The term taxonomy has been widely used and abused to the point that when something is referred to as a taxonomy it can be just about anything, though usually it will mean some sort of abstract structure. Taxonomies have their beginning with Carl von Linné[3], who developed a hierarchical classification system for life forms in the 18th century which is the basis for the modern zoological and botanical classification and naming system for species. In this paper we will use taxonomy to mean a subject-based classification that arranges the terms in the controlled vocabulary into a hierarchy without doing anything further, though in real life you will find the term “taxonomy” applied to more complex structures as well.

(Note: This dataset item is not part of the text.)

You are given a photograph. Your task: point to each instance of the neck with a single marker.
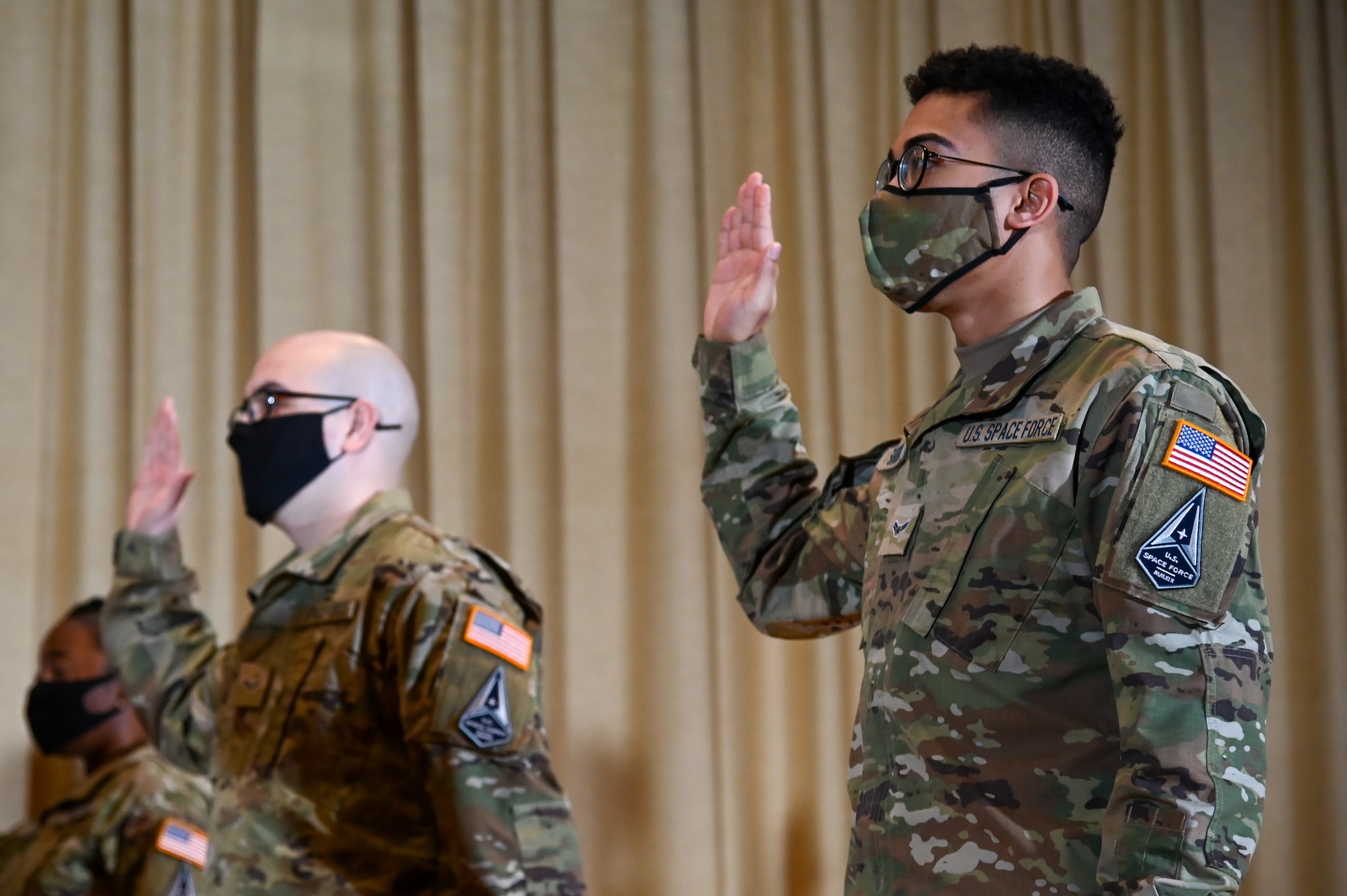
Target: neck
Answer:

The benefit of this approach is that it allows related terms to be grouped together and categorized in ways that make it easier to find the correct term to use whether for searching or to describe an object. For example, this could help users and authors by making it clear that there are two closely related terms: “topic maps” and “XTM”, and helping them choose the right one. (Or, at least, for the users, telling them that they should perhaps try both.)

Figure 1. An example taxonomy

The figure above shows the placement of topic maps within a hypothetical taxonomical structure. As can be seen, this structure could easily help someone looking for information on topic maps or classifying a document to do with topic maps to pick the right terms to use.

Note that the taxonomy helps users by describing the subjects; from the point of view of metadata there is really no difference between a simple controlled vocabulary and a taxonomy. The metadata only relates objects to subjects, whereas here we have arranged the subjects in a hierarchy. So a taxonomy describes the subjects being used for classification, but is not itself metadata; it can be used in metadata, however. The diagram below illustrates this.

Figure 2. Using the taxonomy in metadata

In this diagram, the blue lines are the metadata, while the black lines that make up the taxonomy is part of the subject-based classification scheme. The distinction derives from the blue lines being statements about the paper, but the black line between “topic maps” and “knowledge representation” is not a statement about the paper; it’s a statement about “topic maps”. One consequence of this is that if we have another paper about “topic maps” we do not need to repeat that “topic maps” belong under “knowledge representation”.

As we said, the taxonomy provides more information about the concepts, and it does so to help the users. However, while the taxonomy does help the user, a number of important pieces of information about the concepts are not being captured here, such as:

  • The fact that “XML Topic Maps” is synonymous with “XTM”.
  • The difference between “XTM” and “topic maps”. (Many users use these interchangeably, but they do not mean the same thing.)
  • The fact that “topic navigation maps” is synonymous with “topic maps”, but should no longer be used.
  • The relationship between topic maps and subject-based classification and topic maps and the semantic web.
  • The relationship between XTM and XML and HyTM and SGML.
  • The similiarity between HyTM and XTM, and their difference from TMQL and TMCL, as well as the similarity between TMQL and XQuery.

All of these have consequences for the end user, since it means that they must search using precisely the right term, look in precisely the right places to find the terms, and so on. A taxonomy as we defined it here cannot handle these problems, though it should be noted that many systems referred to as taxonomies to some extent can, as they extend the basic model defined here.